Hi all, I hope you can help me with how parallel chains works in CmdStanR. I’m getting what I feel are counterintuitive results but it’s because I don’t understand what is happening.
I’m running a very basic Bayesian linear model of
where Z is an indicator variable. I am using simulated data and the default uniform priors for the parameters.
My Stan code is as follows
data {
// Number of participants in the analysis
int<lower=0> int_N;
// Treatment arm dummy indicator
vector<lower=0, upper=1>[int_N] vec_z;
// Outcome vector
vector[int_N] vec_y;
}
parameters {
real b0;
real b1;
real<lower=0> sigma;
}
model {
vec_y ~ normal(b0 + b1* vec_z, sigma);
}
My simulation code is as follows
test.stanmodel <- cmdstanr::cmdstan_model("testmcmcmodel.stan")
rm(temp.stanmodel.mcmc)
set.seed(1234)
starttime <- Sys.time()
# Pass the data over to Stan
temp.N <- 120
temp.z <- c(rep(0,temp.N/2), rep(1, temp.N/2))

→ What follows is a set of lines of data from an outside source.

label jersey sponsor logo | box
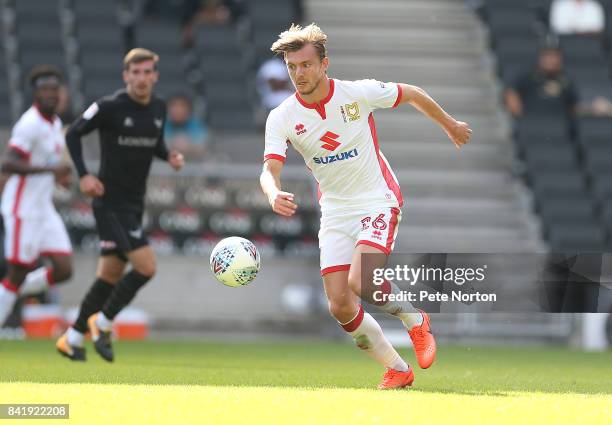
[340,105,347,124]
[100,241,117,249]
[117,136,157,148]
[83,102,100,120]
[372,214,387,230]
[313,148,359,164]
[344,102,361,121]
[319,131,340,152]
[295,123,308,136]
[128,228,142,239]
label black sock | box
[72,279,114,333]
[102,270,151,320]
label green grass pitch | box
[0,341,612,425]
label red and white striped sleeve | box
[264,109,289,162]
[357,80,402,110]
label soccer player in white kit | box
[260,24,472,389]
[0,65,72,325]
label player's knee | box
[329,300,355,323]
[134,261,157,279]
[348,273,361,295]
[53,263,73,283]
[97,269,124,285]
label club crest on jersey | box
[340,105,347,124]
[319,131,341,152]
[344,102,361,121]
[312,148,359,164]
[295,123,308,136]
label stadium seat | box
[538,193,595,222]
[578,117,612,147]
[591,176,612,203]
[585,145,612,175]
[548,222,606,252]
[516,115,570,146]
[529,170,587,199]
[525,143,578,172]
[559,35,605,63]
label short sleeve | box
[358,80,402,110]
[264,110,288,162]
[9,120,36,158]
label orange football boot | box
[378,366,414,390]
[408,310,436,369]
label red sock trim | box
[373,280,391,306]
[340,304,364,332]
[2,279,19,294]
[47,267,55,286]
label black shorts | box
[93,207,149,261]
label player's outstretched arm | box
[399,84,472,148]
[1,146,72,179]
[259,159,297,217]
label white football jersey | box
[2,106,66,218]
[264,79,403,215]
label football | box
[210,236,260,287]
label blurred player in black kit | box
[56,48,184,362]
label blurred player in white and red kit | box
[260,24,472,389]
[0,65,72,325]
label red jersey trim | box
[9,142,31,161]
[321,264,351,276]
[295,78,335,119]
[355,239,391,255]
[264,153,287,164]
[393,84,403,108]
[368,113,404,207]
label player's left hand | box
[54,163,72,189]
[168,150,185,171]
[445,121,472,149]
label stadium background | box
[0,0,612,348]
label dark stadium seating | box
[196,25,254,129]
[74,0,125,103]
[0,50,11,126]
[136,21,193,98]
[548,222,606,252]
[482,0,612,251]
[15,0,66,73]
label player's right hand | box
[79,174,104,198]
[269,191,297,217]
[53,163,72,189]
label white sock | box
[340,306,408,372]
[66,327,85,347]
[19,267,50,296]
[96,312,113,331]
[376,280,423,329]
[0,284,17,327]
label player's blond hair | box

temp.y <- rnorm(temp.N, 0, 1)
temp.stanmodel.data <- list(
int_N = temp.N,
vec_z = temp.z,
vec_y = temp.y
)
temp.stanmodel.mcmc <- test.stanmodel$sample(data = temp.stanmodel.data,
chains = 5,
parallel_chains = 1,
iter_warmup = 500,
iter_sampling = 1e3,
show_messages = F)
endtime <- Sys.time()
runtime <- endtime - starttime
runtime
Queries
My main concern with my post is with runtime.
- So when I run this code with parallel_chains = 1, I get a runtime of 59.6 seconds. Then when I changed it to parallel_chains = 5 and re-ran the code with the same seed, I get a runtime of 58.5 seconds. This is counterintuitive to me because I thought parallelisation would give me a runtime that’s magnitudes shorter but this is clearly wrong. What is going on here with the parallel_chains argument?
- On a separate note, I don’t understand the relationship between the number of chains, iter_sampling, and runtime. Suppose I want a total of 5000 samples from the joint posterior. I compared chains=5, iter\_sampling=1000 versus chains=2, iter\_sampling=2500. For some reason, running fewer chains at a higher iter_sampling gives a faster runtime regardless of whether parallel_chains is set to the number of chains or to 1.
- What can I do to reduce my runtime?
Thanks for reading my post.
Edit: 58.5 seconds, not minutes